Seminar by Hokuto Munakata and Tatsuya Komatsu: "Temporal Structure Understanding in Audio and Video"
Seminar by Hokuto Munakata and Tatsuya Komatsu: "Temporal Structure Understanding in Audio and Video"
Seminar by Hokuto Munakata and Tatsuya Komatsu: "Temporal Structure Understanding in Audio and Video"

Title: Temporal Structure Understanding in Audio and Video
Hokuto Munakata and Ph.D. Tatsuya Komatsu (LY Corporation)
Abstract:
This talk provides an overview of our team’s research on music, video, and audio, along with a discussion of our recent work. A central theme of our research is the analysis of temporal structure in multimedia data. In this context, we have worked on problems such as singer diarization in music and alignment between music and text, including the construction of Music-to-Japanese text datasets.

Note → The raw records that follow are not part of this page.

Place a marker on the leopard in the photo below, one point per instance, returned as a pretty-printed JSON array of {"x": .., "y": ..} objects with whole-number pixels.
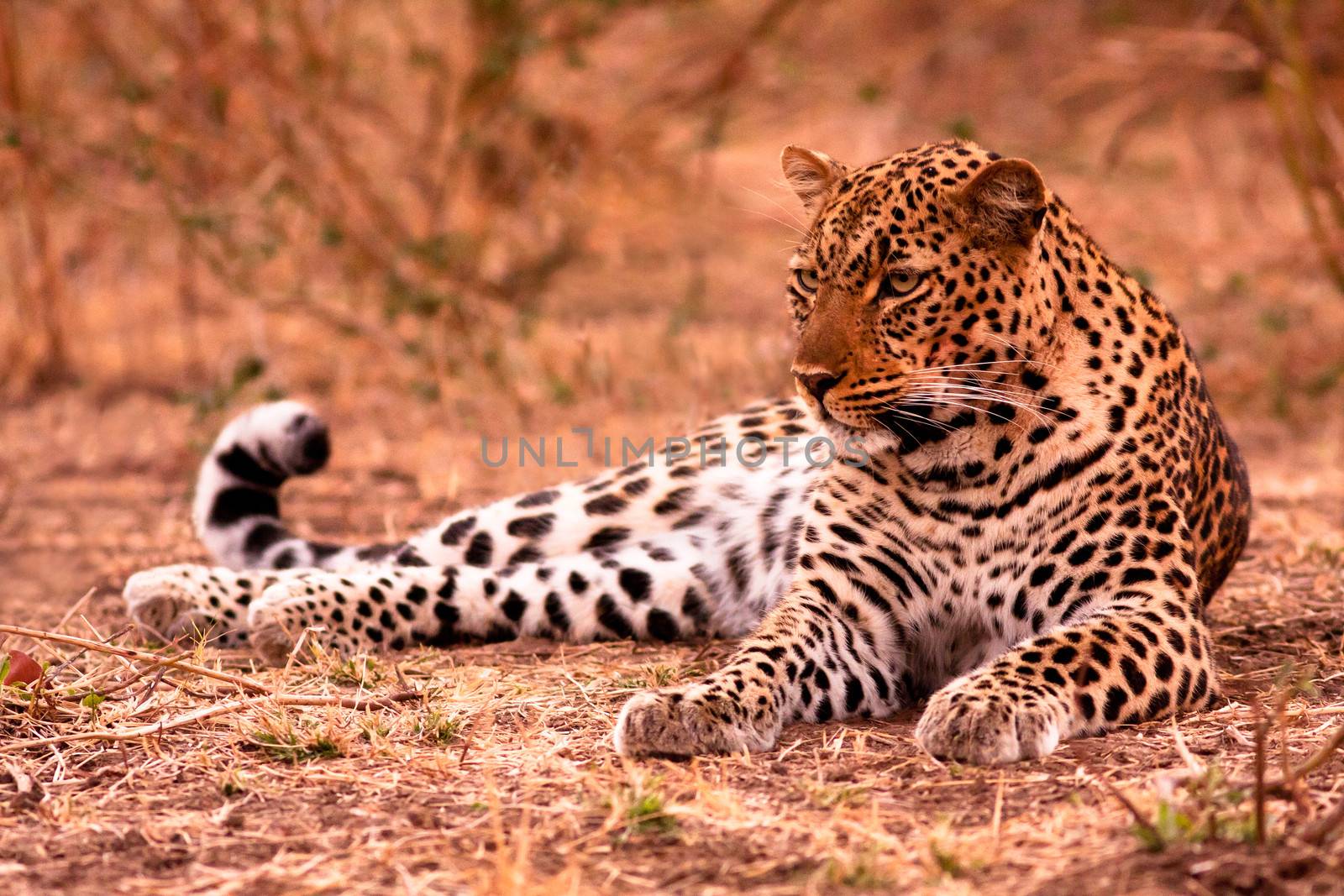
[{"x": 1028, "y": 501}]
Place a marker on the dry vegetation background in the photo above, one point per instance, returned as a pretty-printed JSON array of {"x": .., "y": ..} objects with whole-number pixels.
[{"x": 438, "y": 221}]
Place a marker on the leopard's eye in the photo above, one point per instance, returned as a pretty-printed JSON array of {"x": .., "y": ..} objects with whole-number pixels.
[
  {"x": 806, "y": 280},
  {"x": 900, "y": 284}
]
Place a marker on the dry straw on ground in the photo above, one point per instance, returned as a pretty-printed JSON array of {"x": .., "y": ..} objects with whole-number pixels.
[
  {"x": 490, "y": 768},
  {"x": 179, "y": 297}
]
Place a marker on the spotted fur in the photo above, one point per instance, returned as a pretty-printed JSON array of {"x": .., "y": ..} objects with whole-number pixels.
[{"x": 1045, "y": 506}]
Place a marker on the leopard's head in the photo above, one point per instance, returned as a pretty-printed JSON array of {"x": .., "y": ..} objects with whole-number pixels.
[{"x": 921, "y": 275}]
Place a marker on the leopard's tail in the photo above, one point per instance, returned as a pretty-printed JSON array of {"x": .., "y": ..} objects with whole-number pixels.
[{"x": 237, "y": 504}]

From the perspective of temporal structure understanding, we have recently focused on Moment Retrieval, a task that aims to identify semantically relevant temporal segments within long-form media. In this talk, we present our work on Audio and Video Moment Retrieval, including the proposal of a new task, the development of benchmark datasets, the release of an open-source toolkit, and approaches for multimodal fusion of audio and visual information.
Short Bio:
• Hokuto Munakata
Research Scientist, LY Corporation; works on audio signal processing, video analysis, and multimodal foundation models. DCASE Challenge 2026 Task 6 Organizer.
• Ph.D. Tatsuya Komatsu
Senior Research Scientist, LY Corporation; works on speech/audio processing and multimodal foundation models. Technical Program Chair: DCASE 2020/2024;APSIPA AAM TC, ICCV2025 Workshop. DCASE Challenge 2026 Task 6 Organizer.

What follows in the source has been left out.